“Nossa, preciso de endorfina… Vou para a academia”, digo antes de ir malhar. Tem gente que rebate afirmando que faço academia para manter a boa forma. Também. Mas, sério, comecei a praticar atividade física, este ano, para liberar endorfina – uma substância produzida pelo nosso corpo que gera bem estar e prazer.
Poderia conseguir endorfina de outras maneiras, como comendo um delicioso chocolate. Aí entra um probleminha. Comer dá prazer. Porém, se engordarmos, ficamos triste. Então, eu como chocolate e malho. Assim, garanto “duas” doses de endorfina e, ainda por cima, combato as malditas gorduras localizadas. Engraçado que, quanto mais faço atividades físicas, mais sinto falta quando não vou para a academia…
Uma nova pesquisa do Centro de Estudo em Psicobiologia do Exercício da Universidade Federal de São Paulo (UNIFESP), apoiada pela Fundação de Amparo à Pesquisa do Estado de São Paulo (FAPESP), identificou que 28% dos atletas brasileiros profissionais ou recreacionistas são viciados na prática de exercícios.
Assim como viciados em outras coisas – como álcool, cigarro e drogas em geral -, os dependentes de exercícios apresentam crises de abstinência quando privados da prática. Para o estudo, foram analisados os comportamentos de 400 atletas brasileiros. Sendo que 200 deles são de elite, possuem reconhecimento internacional em diversas modalidades como futebol, vôlei, judô e ginástica olímpica. Os outros 200, praticantes amadores.
Por meio de questionários e de observação, os cientistas perceberam que cerca de 30% dos voluntários apresentavam um comportamento excessivo que caracteriza o distúrbio. “A pessoa é considerada viciada quando a prática interfere no desenvolvimento de outras atividades, sejam elas profissionais, sociais, familiares ou psicológicas”, explica o pesquisador Vladimir Modolo.

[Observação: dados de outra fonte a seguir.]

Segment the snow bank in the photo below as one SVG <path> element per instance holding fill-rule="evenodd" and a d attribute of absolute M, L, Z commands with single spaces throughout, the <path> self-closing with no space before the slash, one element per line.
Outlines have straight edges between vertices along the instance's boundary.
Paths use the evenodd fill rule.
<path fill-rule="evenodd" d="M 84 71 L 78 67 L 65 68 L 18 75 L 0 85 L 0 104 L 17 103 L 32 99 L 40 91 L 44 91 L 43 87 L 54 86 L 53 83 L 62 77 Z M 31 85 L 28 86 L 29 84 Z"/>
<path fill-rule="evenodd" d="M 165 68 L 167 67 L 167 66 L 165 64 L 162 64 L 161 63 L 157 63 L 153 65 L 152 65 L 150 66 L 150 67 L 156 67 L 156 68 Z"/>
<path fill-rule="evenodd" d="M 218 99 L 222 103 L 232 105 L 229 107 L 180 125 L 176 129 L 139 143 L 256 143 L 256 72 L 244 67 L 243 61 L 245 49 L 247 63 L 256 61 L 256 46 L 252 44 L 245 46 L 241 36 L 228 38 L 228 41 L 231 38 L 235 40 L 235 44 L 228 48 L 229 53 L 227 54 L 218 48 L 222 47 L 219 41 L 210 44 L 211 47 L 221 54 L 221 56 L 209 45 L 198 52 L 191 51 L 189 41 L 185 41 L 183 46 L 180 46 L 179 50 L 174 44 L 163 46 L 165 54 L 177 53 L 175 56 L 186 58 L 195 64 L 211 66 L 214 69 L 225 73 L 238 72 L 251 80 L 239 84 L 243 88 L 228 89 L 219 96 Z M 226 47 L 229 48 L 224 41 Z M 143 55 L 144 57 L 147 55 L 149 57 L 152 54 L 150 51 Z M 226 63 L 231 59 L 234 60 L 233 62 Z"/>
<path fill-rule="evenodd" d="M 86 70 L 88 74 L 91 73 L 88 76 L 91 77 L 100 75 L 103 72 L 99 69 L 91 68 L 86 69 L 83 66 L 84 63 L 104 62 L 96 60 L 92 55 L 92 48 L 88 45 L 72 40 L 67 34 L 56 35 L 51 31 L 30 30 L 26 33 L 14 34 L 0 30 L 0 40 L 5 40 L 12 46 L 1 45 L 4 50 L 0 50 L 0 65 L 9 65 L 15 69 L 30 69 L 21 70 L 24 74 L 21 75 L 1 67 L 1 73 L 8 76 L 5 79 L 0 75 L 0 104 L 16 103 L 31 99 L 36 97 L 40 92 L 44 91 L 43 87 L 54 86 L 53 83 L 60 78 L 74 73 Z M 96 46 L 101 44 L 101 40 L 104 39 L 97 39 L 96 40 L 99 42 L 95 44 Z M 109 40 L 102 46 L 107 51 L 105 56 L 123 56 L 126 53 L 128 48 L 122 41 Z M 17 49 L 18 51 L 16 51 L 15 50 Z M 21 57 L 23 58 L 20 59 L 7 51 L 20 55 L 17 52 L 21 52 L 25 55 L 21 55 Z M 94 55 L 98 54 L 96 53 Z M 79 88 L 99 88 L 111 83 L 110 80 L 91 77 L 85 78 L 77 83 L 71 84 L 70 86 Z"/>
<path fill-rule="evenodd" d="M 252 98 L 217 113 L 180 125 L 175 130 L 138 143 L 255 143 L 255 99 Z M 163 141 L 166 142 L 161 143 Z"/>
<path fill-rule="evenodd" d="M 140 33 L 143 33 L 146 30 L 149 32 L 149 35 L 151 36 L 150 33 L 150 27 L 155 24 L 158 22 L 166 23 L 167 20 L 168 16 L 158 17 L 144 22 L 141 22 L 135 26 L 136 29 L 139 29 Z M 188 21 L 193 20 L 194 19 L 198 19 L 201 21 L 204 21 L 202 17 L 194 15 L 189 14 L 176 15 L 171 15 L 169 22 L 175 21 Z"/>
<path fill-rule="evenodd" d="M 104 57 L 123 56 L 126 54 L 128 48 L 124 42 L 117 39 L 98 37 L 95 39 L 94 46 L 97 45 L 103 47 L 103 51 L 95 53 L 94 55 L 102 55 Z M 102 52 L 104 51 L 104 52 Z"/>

Entre os que apresentaram a dependência, há incidência de indivíduos que sofrem de transtornos de imagem corporal como anorexia – transtorno alimentar pela busca implacável da magreza – ou vigorexia – excesso de preocupação com o crescimento dos músculos.
Nesses casos, as motivações femininas para praticar exercício estão associadas à depressão e à preocupação com a imagem corporal, enquanto os homens apresentam fatores como afirmação social e excesso de competitividade. Aliás, o número de atletas profissionais e amadores viciados em exercícios é proporcional.

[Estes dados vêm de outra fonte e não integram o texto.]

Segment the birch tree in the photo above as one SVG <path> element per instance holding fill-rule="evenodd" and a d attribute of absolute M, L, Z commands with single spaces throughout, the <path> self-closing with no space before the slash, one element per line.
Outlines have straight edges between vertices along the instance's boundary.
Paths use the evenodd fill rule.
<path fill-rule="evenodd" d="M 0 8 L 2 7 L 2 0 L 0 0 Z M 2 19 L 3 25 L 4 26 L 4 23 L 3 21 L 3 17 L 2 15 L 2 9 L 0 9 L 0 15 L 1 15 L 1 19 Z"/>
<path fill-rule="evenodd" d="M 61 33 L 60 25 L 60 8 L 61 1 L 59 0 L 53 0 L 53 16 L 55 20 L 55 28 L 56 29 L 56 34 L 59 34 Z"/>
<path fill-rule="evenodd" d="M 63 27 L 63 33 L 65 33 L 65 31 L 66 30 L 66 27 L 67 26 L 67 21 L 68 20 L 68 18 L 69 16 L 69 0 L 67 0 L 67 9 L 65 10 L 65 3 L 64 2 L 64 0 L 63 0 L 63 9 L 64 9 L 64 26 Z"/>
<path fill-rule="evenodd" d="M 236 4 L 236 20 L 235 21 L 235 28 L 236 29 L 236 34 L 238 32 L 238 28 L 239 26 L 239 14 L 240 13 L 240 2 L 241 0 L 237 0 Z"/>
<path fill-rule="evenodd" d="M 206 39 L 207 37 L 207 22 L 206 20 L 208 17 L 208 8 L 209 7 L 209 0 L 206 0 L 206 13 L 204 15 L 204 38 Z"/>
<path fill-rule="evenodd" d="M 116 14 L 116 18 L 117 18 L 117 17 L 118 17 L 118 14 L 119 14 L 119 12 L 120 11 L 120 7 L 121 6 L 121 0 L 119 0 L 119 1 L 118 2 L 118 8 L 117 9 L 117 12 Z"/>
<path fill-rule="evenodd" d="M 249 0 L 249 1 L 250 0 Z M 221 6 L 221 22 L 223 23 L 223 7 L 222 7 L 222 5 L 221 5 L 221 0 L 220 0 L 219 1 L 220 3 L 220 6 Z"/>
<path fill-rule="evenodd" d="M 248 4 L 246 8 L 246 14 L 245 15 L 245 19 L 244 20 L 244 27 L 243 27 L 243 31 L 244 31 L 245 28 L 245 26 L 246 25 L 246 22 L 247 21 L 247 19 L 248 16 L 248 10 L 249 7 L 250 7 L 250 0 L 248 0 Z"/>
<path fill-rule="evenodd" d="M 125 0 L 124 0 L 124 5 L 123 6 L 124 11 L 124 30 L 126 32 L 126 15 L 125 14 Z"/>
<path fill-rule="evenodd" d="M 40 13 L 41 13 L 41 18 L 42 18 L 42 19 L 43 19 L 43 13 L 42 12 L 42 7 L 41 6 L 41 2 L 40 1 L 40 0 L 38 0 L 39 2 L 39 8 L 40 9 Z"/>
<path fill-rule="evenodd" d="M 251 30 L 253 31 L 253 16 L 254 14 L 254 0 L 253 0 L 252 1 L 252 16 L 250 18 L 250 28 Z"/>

Embora a prática de exercícios físicos seja recomendada, a dependência e o excesso são prejudiciais à saúde e à qualidade de vida. “A pessoa pode chegar a um estágio de overtrainning, uma síndrome neuroendócrina que resulta em modificações fisiológicas e/ou psicológicas. Às vezes, o atleta treina mesmo impedido por uma lesão ou uma fratura grave. O dependente também tem níveis altos de ansiedade ou crises de depressão”, explica Modolo. “O que deveria ser positivo, se torna negativo, caso executado de forma exagerada”, completa.
Outro elemento que impacta negativamente o viciado é a substituição de atividades do cotidiano pelo treinamento físico. “Há casos de pessoas que perdem compromissos profissionais para ir treinar. Temos o exemplo de um pai que deixou de ir à formatura de pré-escola da filha porque era no mesmo horário de seus treinamentos. Uma pessoa viciada é incapaz de modificar ou deixar de fazer um treino”, conta Hanna Karen Antunes, coordenadora da pesquisa.

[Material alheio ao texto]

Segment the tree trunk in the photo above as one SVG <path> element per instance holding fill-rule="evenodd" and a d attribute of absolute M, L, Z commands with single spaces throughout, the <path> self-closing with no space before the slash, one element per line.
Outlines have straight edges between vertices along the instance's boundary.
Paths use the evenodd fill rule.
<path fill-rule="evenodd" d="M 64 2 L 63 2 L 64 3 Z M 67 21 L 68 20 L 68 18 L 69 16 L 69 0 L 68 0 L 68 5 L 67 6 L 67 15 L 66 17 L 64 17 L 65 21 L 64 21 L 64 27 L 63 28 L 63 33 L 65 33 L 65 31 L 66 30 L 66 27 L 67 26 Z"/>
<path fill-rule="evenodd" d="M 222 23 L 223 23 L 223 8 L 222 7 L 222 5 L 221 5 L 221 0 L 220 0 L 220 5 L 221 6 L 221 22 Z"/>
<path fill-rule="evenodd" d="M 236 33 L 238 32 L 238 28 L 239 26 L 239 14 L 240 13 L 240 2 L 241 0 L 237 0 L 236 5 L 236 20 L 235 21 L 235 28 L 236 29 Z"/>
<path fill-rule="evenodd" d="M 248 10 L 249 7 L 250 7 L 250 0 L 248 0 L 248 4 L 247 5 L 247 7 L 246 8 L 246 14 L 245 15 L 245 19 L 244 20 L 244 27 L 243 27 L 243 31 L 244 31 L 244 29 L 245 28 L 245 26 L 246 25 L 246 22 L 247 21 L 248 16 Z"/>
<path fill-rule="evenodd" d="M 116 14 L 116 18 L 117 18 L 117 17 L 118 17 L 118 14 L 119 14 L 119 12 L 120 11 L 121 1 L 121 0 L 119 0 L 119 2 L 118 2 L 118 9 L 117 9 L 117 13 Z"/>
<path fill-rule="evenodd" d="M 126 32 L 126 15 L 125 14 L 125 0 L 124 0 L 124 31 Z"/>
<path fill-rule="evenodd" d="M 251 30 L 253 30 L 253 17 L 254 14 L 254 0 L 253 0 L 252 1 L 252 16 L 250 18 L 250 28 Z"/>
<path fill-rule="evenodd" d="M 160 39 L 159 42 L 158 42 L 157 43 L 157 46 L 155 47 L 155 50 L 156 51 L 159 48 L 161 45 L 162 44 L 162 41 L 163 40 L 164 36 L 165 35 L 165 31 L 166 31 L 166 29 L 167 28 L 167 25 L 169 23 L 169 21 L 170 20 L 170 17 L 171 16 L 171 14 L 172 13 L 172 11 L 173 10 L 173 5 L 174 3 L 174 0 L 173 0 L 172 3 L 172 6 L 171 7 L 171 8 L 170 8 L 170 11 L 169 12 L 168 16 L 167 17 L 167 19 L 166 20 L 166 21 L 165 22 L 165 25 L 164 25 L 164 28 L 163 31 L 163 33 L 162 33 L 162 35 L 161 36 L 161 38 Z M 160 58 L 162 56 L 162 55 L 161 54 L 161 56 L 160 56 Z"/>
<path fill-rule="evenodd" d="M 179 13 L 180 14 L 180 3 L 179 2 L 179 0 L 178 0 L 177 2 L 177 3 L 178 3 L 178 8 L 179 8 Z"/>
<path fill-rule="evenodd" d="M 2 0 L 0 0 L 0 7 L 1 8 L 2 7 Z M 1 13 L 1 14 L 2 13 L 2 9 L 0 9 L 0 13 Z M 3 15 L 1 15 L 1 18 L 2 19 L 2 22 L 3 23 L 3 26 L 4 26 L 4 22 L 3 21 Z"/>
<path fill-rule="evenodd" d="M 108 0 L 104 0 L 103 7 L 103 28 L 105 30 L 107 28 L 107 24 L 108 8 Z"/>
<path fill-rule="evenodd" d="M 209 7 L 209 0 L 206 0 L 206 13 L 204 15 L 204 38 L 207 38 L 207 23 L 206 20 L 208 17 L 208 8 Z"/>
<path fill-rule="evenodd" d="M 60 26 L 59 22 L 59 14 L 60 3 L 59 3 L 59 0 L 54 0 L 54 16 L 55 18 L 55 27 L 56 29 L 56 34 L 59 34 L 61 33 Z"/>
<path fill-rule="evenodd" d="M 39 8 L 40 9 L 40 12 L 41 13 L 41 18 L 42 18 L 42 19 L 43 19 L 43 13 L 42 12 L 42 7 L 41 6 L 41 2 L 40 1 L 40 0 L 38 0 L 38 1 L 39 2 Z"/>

O tratamento recomendado para os viciados em esportes é o mesmo para pessoas com vícios variados. A ideia é retomar o equilíbrio e o controle sobre a atividade. Veja os principais indícios de que o exercício se tornou um vício: estreitamento de repertório, preocupação excessiva com o corpo ou alimentação; perda de interesse social por causa do treino; opção de treinar mesmo com ambiente desfavorável; comportamento compulsivo.
Conheça os sintomas psicológicos de um viciado em exercício: aumento da ansiedade, crises de depressão, irritabilidade, diminuição do tempo de sono, diminuição do vigor. Sintomas fisiológicos: aumento da fadiga, baixa do sistema imunológico, alterações hormonais, aumento da tolerância – necessidade de mais sessões de treino para obter o mesmo resultado – e crises de abstinência. Se esse é seu caso, procure um médico.
Eu, por enquanto, não troco um bom bate-papo em família ou com amigos pela minha academia. Boa sexta!